17) Smoking gun evidence that NC Republicans lied to the courts for political gain.  I’m sure Democratically-appointed judges will care.  Would be nice if Republican-appointed ones would, too.  You know, rule of law and all that.

About Steve Greene
Professor of Political Science at NC State http://faculty.chass.ncsu.edu/shgreene

2 Responses to Quick hits (part I)

  1. R. Jenrette says:

    Oh where is the bonnie and bold hero who can lift us up from this miasma of corruption and lust for power? Where is the one who can raise our spirits and blow away the clouds of deception and hate?
    In our hour of need, we must all reach deep into our souls to become that hero. Together we can chase the barbarians out of our temple of democracy and become the people our Founders hoped for.

  2. Nicole K says:

    #1) That’s just how pricing drugs for rare diseases works across the board. The companies know that the high prices are going to mostly be paid by health insurance companies and not by the people who are taking the medicine. And they usually give away drugs like this to people who are either underinsured or lack insurance for free or for some very minimal monthly payment under $50. Then they just subsidize the copays for patients with health insurance until they hit their out of pocket maximum and then the health insurance company pays the full price for the rest of the year until the cycle starts over again the next year.
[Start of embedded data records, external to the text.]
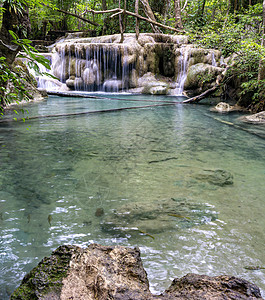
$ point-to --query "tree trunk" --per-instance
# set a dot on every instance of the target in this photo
(201, 10)
(137, 19)
(149, 13)
(104, 5)
(121, 23)
(178, 21)
(261, 74)
(17, 22)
    In a perverse way, many people who need specialty drugs actually either don’t know how much they actually cost or don’t care because they’re getting copay assistance from drug companies that maxes their out of pocket maximums early in the year.

    That’s why it’s stupid to say that this is anything but a clear example of market failure, but the specialty drug makers have basically created a system that keeps patients from complaining and shifts costs completely to insurers. Yeah, that probably raises prices for everyone, but specialty drugs treat rare conditions and represent a very small slice of the healthcare market.

    It’s also why the most effective front-line treatment for narcolepsy isn’t on the BCBSNC Obamacare prescription drug formulary anymore, so patients who need it have to get a formulary exemption to get insurance to cover it. And unless you’ve been taking it for a long time, that’s a drawn out and time-consuming process for both patients and doctors because you’ve got to try and fail a series of drugs, most of which require prior authorization, before your exemption request will be taken seriously by the insurance company.

    I don’t think the system is going to change anytime soon. The pharmaceutical lobby basically has been getting whatever it wants from Congress since the Truman Administration. The high number of members of congress that own stock in these drug companies also means they benefit from the current system remaining the way that it exists.